System seems to have worked (better than the actual allocation system anyway!).  Got an email this morning and they were delivered this morning.  Got them in the third round.  Applied for some more sj ones last week so hope they come before the actual event as well !!


----------



## criso (9 July 2012)

Same as Bernster, email this morning closely followed by the doorbell


----------



## Thistle (9 July 2012)

Mine have arrived too, not our normal postie but at least he found the house!


----------



## KingfisherBlue (9 July 2012)

I've had four 2012 ticket deliveries so far. (I had to buy them in 'dribs and drabs', which was tedious because it meant extra postage costs). All my tickets were purchased late June/early July this year.

I've been impressed with the delivery system. I got early morning emails and texts, at around 6.30am and 7.20am respectively. They also state the tracking number for your package. (Btw, the 'text message' thing might have been an optional check box I ticked. Can't remember). Anyway, all tickets were delivered on the day they were supposed to, although a couple were a bit later than I thought they would be - around 2.30pm. 

When they'd been delivered, I got an email and a text, plus the electronic proof of delivery was on the RM site within minutes. Quite impressive!

Now awaiting just one ticket - the SJ final of the Eventing, which I bought last Thursday.


----------



## lagartijamick (9 July 2012)

X country tix just arrived!!

I'm a very happy chap!!


----------



## Rambo (9 July 2012)

Got an email at 9.30am roday saying they'd tried to deliver a package  from London 2012 but failed and that i couls re-arrange redelivery via a website.

Then around 11am i got an email from them telling mw to expext delivery tody....

Bit cr@p but so long as i get them i'll be happy.


----------



## Chloe..x (9 July 2012)

Got mine about an hour ago, excited


----------



## Sussexbythesea (9 July 2012)

Got an email at 7am saying they would be delivered today so I dashed from the stables into work got some train tickets printed that I need for a trip tomorrow - dashed home (I'm lucky I can work from home some days) and got home 20 minutes too late!  

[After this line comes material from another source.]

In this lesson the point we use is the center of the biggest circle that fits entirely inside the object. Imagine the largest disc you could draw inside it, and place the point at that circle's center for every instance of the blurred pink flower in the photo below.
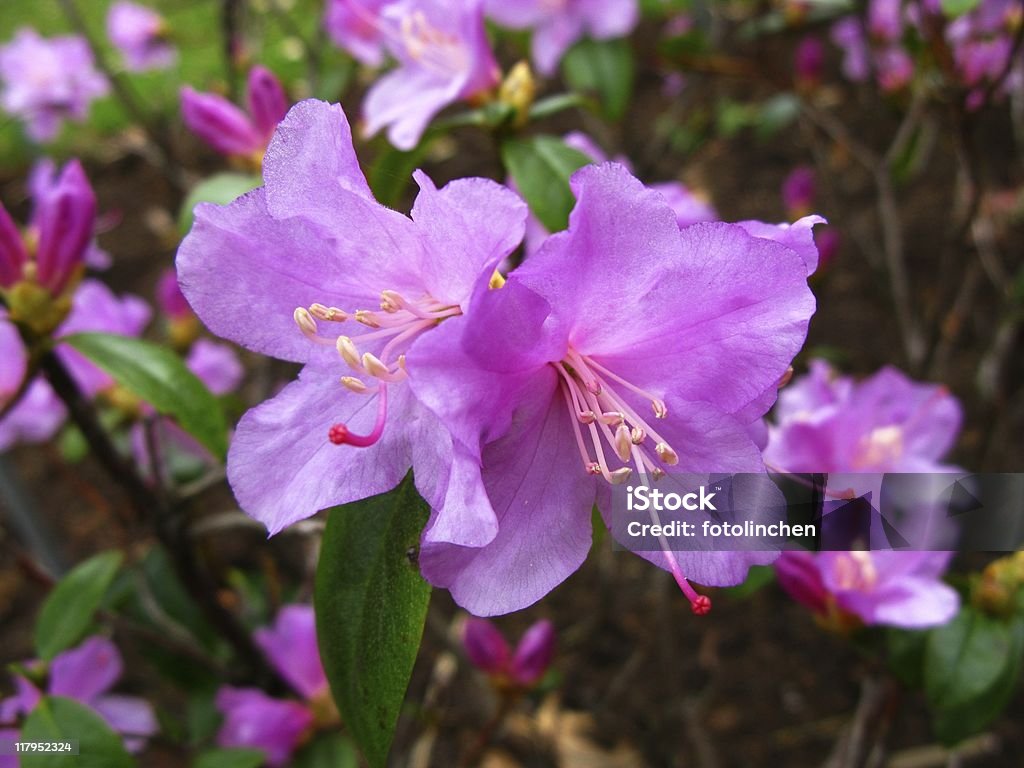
(47, 81)
(140, 34)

Won't be able to lay my sticky fingers on them until Wednesday now as off to Nottingham all day tomorrow. Dagnabbit!


----------



## teapot (9 July 2012)

Got mine today too


----------



## Dollysox (9 July 2012)

Had an e-mail saying they tried to deliver my (Team Dressage Final) tickets today but I was out so will be sending my OH off to the collection office tomorrow.


----------



## imaginegenerous (9 July 2012)

Originally tried to deliver mine last Wednesday. I received an e-mail to say they were coming but I'd already gone to work so didn't get it until I got home (along with a 2nd email to say they'd missed me). I picked them up from the sorting office on Friday morning. That was actually the part that worried me the most as I've had several problems picking things up from the sorting office before (including a parcel from Australia at Christmas that they should have kept for a week but had already sent back after two days). Fortunately ticket was there though


----------



## Thistle (9 July 2012)

Dollysox said:



			Had an e-mail saying they tried to deliver my (Team Dressage Final) tickets today but I was out so will be sending my OH off to the collection office tomorrow. 

Click to expand...

Not sure they'll give them to your OH, my postie said strictly adressee only


----------



## teapot (9 July 2012)

My mum took delivery of mine Thistle with no issues at all


----------



## lar (10 July 2012)

Well mine just got pushed through the door yesterday morning!  Despite a big sticker saying "Tracked - signature required" - there they were on my doormat when I got in.  Not TOO bothered as obviously I do HAVE the tickets now but RM were NOT following procedure - can only assume postie signed for them hisself??


----------



## Thistle (10 July 2012)

My postie told me that they have been warned that is a sackable offence - depends on just how much you like your postie I guess!!


----------



## galaxy (10 July 2012)

Thistle said:



			My postie told me that they have been warned that is a sackable offence - depends on just how much you like your postie I guess!!
		
Click to expand...

I just picked up my tickets from sorting office. I handed the red card over and he just gave them to me.  No ID shown, didn't sign anything.  Not good.


----------



## toffeesmarty (10 July 2012)

Card and emails yesterday left as I wasnt in. 
Collected from sorting office this morning. I had to sign for mine.
Keep opening the envelope and looking at tix as waited a lifetime for them!


----------



## CalllyH (10 July 2012)

Still not got mine  worrying


----------



## LittleGreyMare (10 July 2012)

I got mine yesterday


----------



## CalllyH (10 July 2012)

Has anyone else not got theirs?


----------



## armchair_rider (11 July 2012)

I now have my para dressage tickets, Cally I know somebody who is waiting for games tix though not equestrian.


----------



## hcm88 (11 July 2012)

I recieved mine on Monday.


----------



## CalllyH (11 July 2012)

They are here, here I tell you!! So exciting! I can stop moaning now!


----------



## Sussexbythesea (11 July 2012)

Yay! Picked mine up today at last  

9th Aug Block 112 row 3 seats 365 and 366


----------